Aceh sedang tidak baik-baik saja.

Puisi: Rumah (Karya Doel CP Allisah)

Puisi “Rumah” karya Doel CP Allisah bercerita tentang relasi intim seseorang dengan rumahnya, yang dipersonifikasikan sebagai makhluk yang setia, ...
Rumah

Rumah adalah surga, yang setia mendekapmu
ketika kau tidur atau mengucap: tinggal dulu ya?
kepadanya, entah siapa tentram mengangguk
setiap kali kau melangkah, wajahmu tersenyum
bagai bayang-bayang di langit
ketika kau kembali membawa penat
ranjang hangat sandaran resah

Rumah adalah surga katamu, dan aku selalu pulang
merapikan selimut atau membersihkan potret kita
setelah semalaman mengembara di negeri asing
dengan gema suara yang menyesatkan
selamat malam, igaunya padamu, mungkin juga buatku
kita pun bergandengan tangan ke dalam-Nya.

Analisis Puisi:

Puisi “Rumah” karya Doel CP Allisah merupakan perenungan yang menyentuh mengenai makna rumah—bukan sekadar bangunan fisik, melainkan ruang batin yang menghadirkan ketenteraman, kedekatan spiritual, dan cinta yang tak bersyarat. Dalam baris-baris lembut dan kontemplatif, penyair menyuguhkan rumah sebagai tempat perlindungan dari hiruk-pikuk dunia, sekaligus titik balik yang sakral untuk kembali.

Tema

Tema utama puisi ini adalah rumah sebagai simbol ketenangan, cinta, dan tempat kembali yang spiritual. Rumah dihadirkan bukan hanya sebagai ruang fisik, tetapi juga sebagai citra keabadian dan surga batin, tempat jiwa-jiwa lelah menemukan sandaran. Ia menyentuh tema universal tentang kepulangan, kerinduan, dan keterikatan emosional yang dalam.
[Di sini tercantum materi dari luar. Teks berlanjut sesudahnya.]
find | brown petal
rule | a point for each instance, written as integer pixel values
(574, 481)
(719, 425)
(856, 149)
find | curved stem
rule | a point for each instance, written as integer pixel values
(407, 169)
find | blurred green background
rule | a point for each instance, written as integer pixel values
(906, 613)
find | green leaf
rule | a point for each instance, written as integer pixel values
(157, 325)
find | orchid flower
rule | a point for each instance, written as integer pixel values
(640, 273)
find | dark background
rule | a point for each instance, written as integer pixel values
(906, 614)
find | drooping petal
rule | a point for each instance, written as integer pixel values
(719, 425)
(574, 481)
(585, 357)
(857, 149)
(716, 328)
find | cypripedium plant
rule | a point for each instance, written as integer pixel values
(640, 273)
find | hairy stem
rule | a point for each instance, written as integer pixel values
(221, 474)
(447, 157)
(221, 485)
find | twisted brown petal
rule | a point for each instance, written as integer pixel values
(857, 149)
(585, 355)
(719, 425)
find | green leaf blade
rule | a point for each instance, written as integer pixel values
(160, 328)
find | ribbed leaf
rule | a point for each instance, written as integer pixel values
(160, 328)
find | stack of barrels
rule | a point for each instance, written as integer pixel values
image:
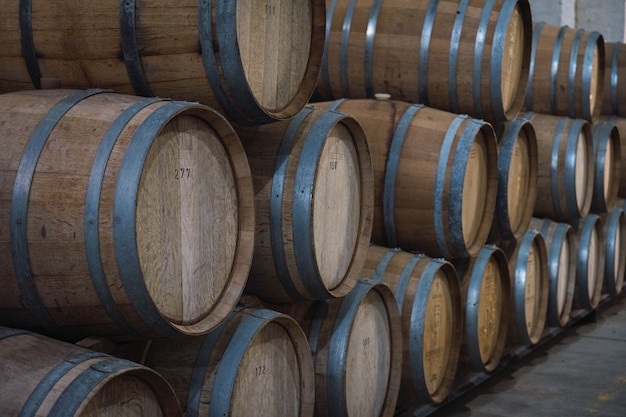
(295, 208)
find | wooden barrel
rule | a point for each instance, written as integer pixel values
(517, 179)
(428, 295)
(256, 62)
(469, 57)
(47, 377)
(566, 72)
(614, 99)
(607, 151)
(590, 263)
(620, 124)
(356, 343)
(561, 246)
(435, 176)
(121, 216)
(566, 163)
(314, 189)
(614, 226)
(485, 291)
(530, 284)
(257, 363)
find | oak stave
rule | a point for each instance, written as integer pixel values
(254, 61)
(46, 377)
(435, 176)
(428, 295)
(97, 239)
(470, 58)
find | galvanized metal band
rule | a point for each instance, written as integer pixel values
(201, 364)
(130, 48)
(124, 216)
(424, 51)
(555, 169)
(19, 210)
(47, 383)
(440, 182)
(477, 72)
(343, 54)
(554, 68)
(324, 72)
(370, 35)
(418, 327)
(232, 69)
(571, 76)
(615, 78)
(455, 40)
(457, 182)
(77, 391)
(304, 186)
(519, 290)
(405, 277)
(473, 305)
(497, 58)
(334, 106)
(379, 273)
(338, 348)
(92, 209)
(587, 73)
(529, 100)
(276, 203)
(571, 150)
(229, 364)
(28, 44)
(391, 173)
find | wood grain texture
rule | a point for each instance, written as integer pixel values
(273, 376)
(468, 59)
(192, 231)
(314, 206)
(429, 293)
(267, 54)
(126, 388)
(441, 160)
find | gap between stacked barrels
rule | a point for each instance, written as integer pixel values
(344, 209)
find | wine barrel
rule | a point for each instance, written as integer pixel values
(257, 363)
(566, 72)
(469, 57)
(357, 350)
(435, 176)
(486, 295)
(256, 62)
(530, 284)
(590, 263)
(614, 226)
(561, 246)
(517, 180)
(313, 185)
(428, 295)
(614, 99)
(566, 163)
(121, 216)
(607, 151)
(620, 124)
(46, 377)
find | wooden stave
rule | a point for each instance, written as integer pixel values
(121, 314)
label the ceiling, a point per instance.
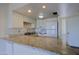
(66, 9)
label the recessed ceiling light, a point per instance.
(43, 6)
(29, 11)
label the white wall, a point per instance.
(72, 24)
(49, 27)
(3, 19)
(17, 26)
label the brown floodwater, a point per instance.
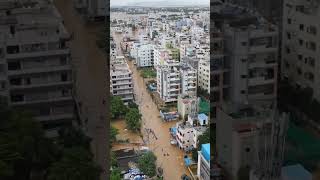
(172, 164)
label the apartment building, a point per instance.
(188, 80)
(188, 105)
(35, 69)
(300, 47)
(252, 47)
(187, 135)
(203, 170)
(113, 50)
(204, 75)
(145, 55)
(121, 83)
(169, 81)
(92, 8)
(219, 69)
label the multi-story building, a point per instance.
(188, 80)
(252, 47)
(113, 50)
(35, 69)
(219, 80)
(203, 170)
(251, 137)
(188, 105)
(92, 8)
(187, 135)
(169, 81)
(145, 57)
(300, 47)
(204, 75)
(121, 79)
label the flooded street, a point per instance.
(169, 157)
(90, 78)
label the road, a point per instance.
(173, 164)
(91, 77)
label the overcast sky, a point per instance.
(183, 2)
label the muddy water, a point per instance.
(172, 164)
(90, 77)
(124, 133)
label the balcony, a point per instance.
(39, 70)
(42, 100)
(262, 49)
(54, 117)
(260, 80)
(42, 85)
(38, 53)
(263, 63)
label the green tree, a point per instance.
(133, 119)
(133, 105)
(202, 139)
(118, 108)
(243, 173)
(23, 147)
(115, 174)
(113, 133)
(114, 162)
(71, 137)
(147, 164)
(76, 164)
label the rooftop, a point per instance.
(205, 151)
(296, 172)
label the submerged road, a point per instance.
(169, 157)
(91, 77)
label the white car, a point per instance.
(173, 142)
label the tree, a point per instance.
(133, 105)
(202, 139)
(243, 173)
(23, 147)
(76, 164)
(117, 107)
(71, 137)
(115, 174)
(133, 119)
(113, 134)
(147, 164)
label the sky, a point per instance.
(183, 2)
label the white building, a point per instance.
(35, 68)
(92, 8)
(145, 55)
(300, 44)
(203, 170)
(188, 105)
(121, 79)
(204, 75)
(168, 81)
(187, 135)
(188, 80)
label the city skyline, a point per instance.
(159, 3)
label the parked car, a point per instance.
(185, 177)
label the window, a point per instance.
(288, 35)
(301, 27)
(300, 42)
(288, 50)
(14, 65)
(16, 81)
(17, 98)
(64, 77)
Puisi ini bercerita tentang relasi intim seseorang dengan rumahnya, yang dipersonifikasikan sebagai makhluk yang setia, hangat, dan penuh kasih. Sosok lirik menggambarkan bagaimana rumah selalu menunggu, menyambut, dan menerima dirinya, baik ketika ia pergi dengan penat, maupun ketika ia kembali dalam diam, bahkan dalam kesendirian yang melankolis. Rumah menjadi saksi kehidupan dan kerinduan, serta tempat melepas lelah dan merekatkan kembali ingatan yang tercerai.

Makna Tersirat

Beberapa makna tersirat dari puisi ini antara lain:
  1. Rumah sebagai bentuk cinta yang tak bersyarat. Rumah tidak menuntut, tidak bertanya, tidak menghakimi. Ia hanya menyambut.
  2. Pulang sebagai bentuk penyembuhan spiritual. Dalam kalimat “kita pun bergandengan tangan ke dalam-Nya”, tersirat bahwa pulang bukan hanya kembali ke rumah fisik, tetapi juga kembali pada Tuhan, cinta, dan ketulusan.
  3. Kerinduan akan stabilitas emosional dan ketenangan batin. Dalam dunia yang kacau, rumah menjadi ruang suci tempat kita mengenali kembali diri sendiri.
  4. Keberadaan pasangan atau kenangan yang mungkin sudah tiada, namun tetap dihadirkan lewat aktivitas membersihkan potret dan merapikan selimut. Rumah juga bisa dimaknai sebagai memori bersama yang masih hidup.

Suasana dalam Puisi

Suasana dalam puisi ini hangat, melankolis, sekaligus sakral. Ada ketenangan yang mendalam ketika penyair menyebut rumah sebagai “surga”, tapi juga ada nuansa kerinduan dan kesedihan yang menyusup, terutama saat kata “selamat malam, igaunya padamu” muncul—seperti percakapan dengan seseorang yang mungkin sudah tiada, atau mungkin hanya hidup dalam mimpi dan kenangan.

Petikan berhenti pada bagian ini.